Proses pembahasan dan rencana pengesahan RKUHP mendapat perlawanan dan penolakan. Ribuan orang dari beragam kalangan turun ke jalan guna menentang rencana pengesahan.
Hal ini terjadi karena draft revisi KUHP ini dinilai mengancam kebebasan berekspresi. Selain itu juga banyak pasal-pasal yang dinilai tidak sesuai dengan iklim demokrasi di negeri ini.
Pada September 2019, Presiden Jokowi akhirnya meminta agar DPR menunda pengesahan RKUHP. Jokowi juga memerintahkan agar pasal-pasal yang bermasalah ditinjau kembali.

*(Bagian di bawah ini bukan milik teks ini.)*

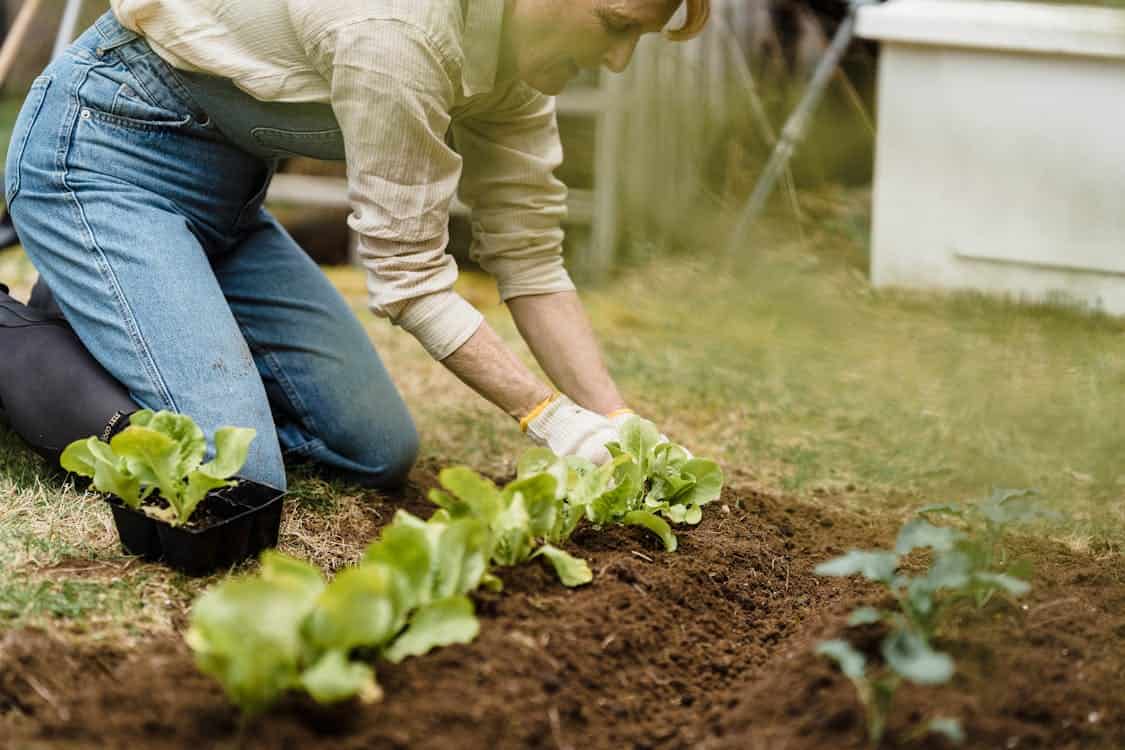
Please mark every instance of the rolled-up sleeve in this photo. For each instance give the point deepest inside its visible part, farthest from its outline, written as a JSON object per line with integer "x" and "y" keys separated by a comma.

DPR secara resmi kembali melanjutkan pembahasan RKUHP pada April 2020. Pembahasan terus bergulir hingga saat ini.
Namun, secara umum tidak ada perubahan substansi di dalam draf RKUHP yang sudah disetujui pada tahun 2019.

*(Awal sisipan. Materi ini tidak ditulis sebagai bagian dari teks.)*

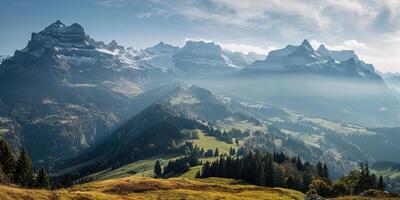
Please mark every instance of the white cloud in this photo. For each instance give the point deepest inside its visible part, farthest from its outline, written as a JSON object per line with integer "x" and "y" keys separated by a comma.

Dan, gelombang penolakan kembali terjadi. Karena, secara substansi masih banyak pasal-pasal yang dinilai bisa mengebiri demokrasi dan mengancam kebebasan berekspresi.
Salah satunya pasal yang mengatur soal pasal penghinaan terhadap presiden atau wakil presiden. Juga pasal penghinaan terhadap pemerintah dan kekuasaan umum atau lembaga negara.
Pasal-pasal ini dinilai rentan digunakan untuk menyerang pihak-pihak yang berseberangan dengan kekuasaaan.
Pasal-pasal ini juga dianggap dapat membuat kebebasan berpendapat menjadi mampat. Selain pasal-pasal tersebut, masih ada belasan pasal yang dinilai perlu dikoreksi dan diperbaiki agar sesuai dengan iklim demokrasi dan memberi ruang pada kebebasan berpendapat dan berekspresi.
Tertutup
Selain masih adanya sejumlah pasal bermasalah yang tak diubah, proses pembahasan RKUHP juga terkesan diam-diam.
Publik diabaikan dan tak dilibatkan. Tak hanya itu, masyarakat juga sulit untuk bisa mengakses dan mendapatkan draf revisi regulasi yang bakal segera disahkan ini.
Pemerintah memang sudah melakukan sosialiasi terkait draft RKUHP ini. Sayangnya draft itu hanya bisa diakses oleh peserta sosialiasi.
Padahal, draf ini seharusnya dapat diakses melalui Kemenkumham maupun Badan Pembinaan Hukum Nasional. Baik berupa offline maupun online lewat website yang bisa diakses masyarakat.
Berbagai kondisi ini memunculkan berbagai spekulasi. Juga curiga dan syak wasangka. Karena, sebelumnya sejumlah UU yang dinilai bermasalah juga menggunakan pola seperti ini. Sebut saja UU Minerba, UU KPK, UU IKN dan UU Cipta Kerja.